Non-fatal overdose data are driving public health decisions in many communities,37 and this study suggests that information from law enforcement drug seizures has predictive utility in the spread of overdose events. Importantly, though, communities also need to recognise that incredibly well-funded policing efforts to seize drugs have had little public utility and have not resulted in any sustained reduction in the price or availability of drugs. Communities need to determine if there are any benefits of these policing efforts and if not move to reduce harms and reallocate resources away from drug enforcement and towards public safety.
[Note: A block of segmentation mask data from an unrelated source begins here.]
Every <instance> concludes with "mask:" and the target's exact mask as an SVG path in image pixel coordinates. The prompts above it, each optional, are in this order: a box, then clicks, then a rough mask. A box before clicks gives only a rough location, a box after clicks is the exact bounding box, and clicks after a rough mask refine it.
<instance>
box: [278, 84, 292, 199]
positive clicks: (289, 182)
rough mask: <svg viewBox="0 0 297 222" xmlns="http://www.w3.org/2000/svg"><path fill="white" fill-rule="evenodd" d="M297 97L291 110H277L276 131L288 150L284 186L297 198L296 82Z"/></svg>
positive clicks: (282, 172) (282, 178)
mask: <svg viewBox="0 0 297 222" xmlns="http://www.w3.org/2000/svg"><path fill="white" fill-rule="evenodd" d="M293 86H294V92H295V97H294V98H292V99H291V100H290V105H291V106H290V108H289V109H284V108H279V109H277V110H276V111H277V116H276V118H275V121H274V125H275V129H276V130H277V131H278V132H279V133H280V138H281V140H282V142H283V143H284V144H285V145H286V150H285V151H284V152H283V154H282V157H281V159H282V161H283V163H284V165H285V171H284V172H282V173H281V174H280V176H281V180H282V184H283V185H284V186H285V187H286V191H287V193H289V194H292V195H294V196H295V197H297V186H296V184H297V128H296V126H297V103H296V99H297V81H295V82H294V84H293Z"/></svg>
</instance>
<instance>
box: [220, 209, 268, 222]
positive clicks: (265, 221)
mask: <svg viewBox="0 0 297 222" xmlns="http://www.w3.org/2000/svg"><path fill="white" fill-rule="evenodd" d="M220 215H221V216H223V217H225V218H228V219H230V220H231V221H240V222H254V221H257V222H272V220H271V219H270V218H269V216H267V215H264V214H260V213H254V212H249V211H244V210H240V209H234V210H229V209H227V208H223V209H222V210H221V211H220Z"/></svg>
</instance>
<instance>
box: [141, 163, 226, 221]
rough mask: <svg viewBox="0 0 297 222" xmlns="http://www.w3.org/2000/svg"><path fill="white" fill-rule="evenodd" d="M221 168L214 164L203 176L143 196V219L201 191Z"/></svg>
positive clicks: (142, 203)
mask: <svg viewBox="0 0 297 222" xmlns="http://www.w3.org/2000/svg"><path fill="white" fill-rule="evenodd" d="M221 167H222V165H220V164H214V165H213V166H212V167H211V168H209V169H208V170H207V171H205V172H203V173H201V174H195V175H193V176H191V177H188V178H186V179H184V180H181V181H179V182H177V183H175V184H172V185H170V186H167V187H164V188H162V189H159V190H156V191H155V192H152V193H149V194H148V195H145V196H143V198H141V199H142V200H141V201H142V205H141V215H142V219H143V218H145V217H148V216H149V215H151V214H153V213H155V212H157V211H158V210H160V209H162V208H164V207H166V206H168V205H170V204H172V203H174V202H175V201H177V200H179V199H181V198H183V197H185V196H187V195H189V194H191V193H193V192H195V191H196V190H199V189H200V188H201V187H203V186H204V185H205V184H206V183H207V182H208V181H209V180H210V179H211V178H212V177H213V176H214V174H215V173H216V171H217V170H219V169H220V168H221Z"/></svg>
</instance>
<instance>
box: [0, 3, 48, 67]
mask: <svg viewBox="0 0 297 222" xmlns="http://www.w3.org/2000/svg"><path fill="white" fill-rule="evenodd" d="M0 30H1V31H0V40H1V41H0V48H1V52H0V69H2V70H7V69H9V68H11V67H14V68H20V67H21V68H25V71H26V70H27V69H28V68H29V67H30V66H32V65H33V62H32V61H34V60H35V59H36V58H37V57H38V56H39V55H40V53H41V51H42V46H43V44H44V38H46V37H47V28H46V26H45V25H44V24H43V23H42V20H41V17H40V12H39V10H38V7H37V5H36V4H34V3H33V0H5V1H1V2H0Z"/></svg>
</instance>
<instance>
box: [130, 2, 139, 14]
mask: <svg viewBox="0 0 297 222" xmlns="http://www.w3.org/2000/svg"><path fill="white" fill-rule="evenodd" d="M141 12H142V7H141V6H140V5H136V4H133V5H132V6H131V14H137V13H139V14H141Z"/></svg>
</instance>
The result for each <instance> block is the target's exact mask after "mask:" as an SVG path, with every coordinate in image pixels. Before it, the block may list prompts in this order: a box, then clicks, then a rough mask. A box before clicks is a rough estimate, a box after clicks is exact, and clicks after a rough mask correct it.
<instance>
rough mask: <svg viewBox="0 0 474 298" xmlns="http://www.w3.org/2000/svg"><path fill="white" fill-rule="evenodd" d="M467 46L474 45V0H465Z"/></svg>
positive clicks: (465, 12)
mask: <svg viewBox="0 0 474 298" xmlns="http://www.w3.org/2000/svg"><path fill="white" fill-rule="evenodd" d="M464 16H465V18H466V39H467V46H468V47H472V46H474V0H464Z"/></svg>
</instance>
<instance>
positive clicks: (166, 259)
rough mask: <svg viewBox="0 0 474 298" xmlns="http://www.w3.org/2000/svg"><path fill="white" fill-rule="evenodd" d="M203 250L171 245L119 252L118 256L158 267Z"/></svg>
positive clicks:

Drug decriminalisation and regulation are needed, but any meaningful reduction in overdose deaths is not going to occur without large-scale investments and policies that address SDOH. In the more immediate period, there needs to be a massive scaling up of evidence-based treatment and harm reduction interventions to help people who use drugs and reduce the risk of overdose.

Data availability statement

Data may be obtained from a third party and are not publicly available.

Ethics statementsPatient consent for publicationEthics approval

This study, including waiver of the Health Insurance Portability and Accountability Act authorisation and analysis of limited data sets, was approved by the Wayne State University Institutional Review Board (21-09-3996). Participants gave informed consent to participate in the study before taking part.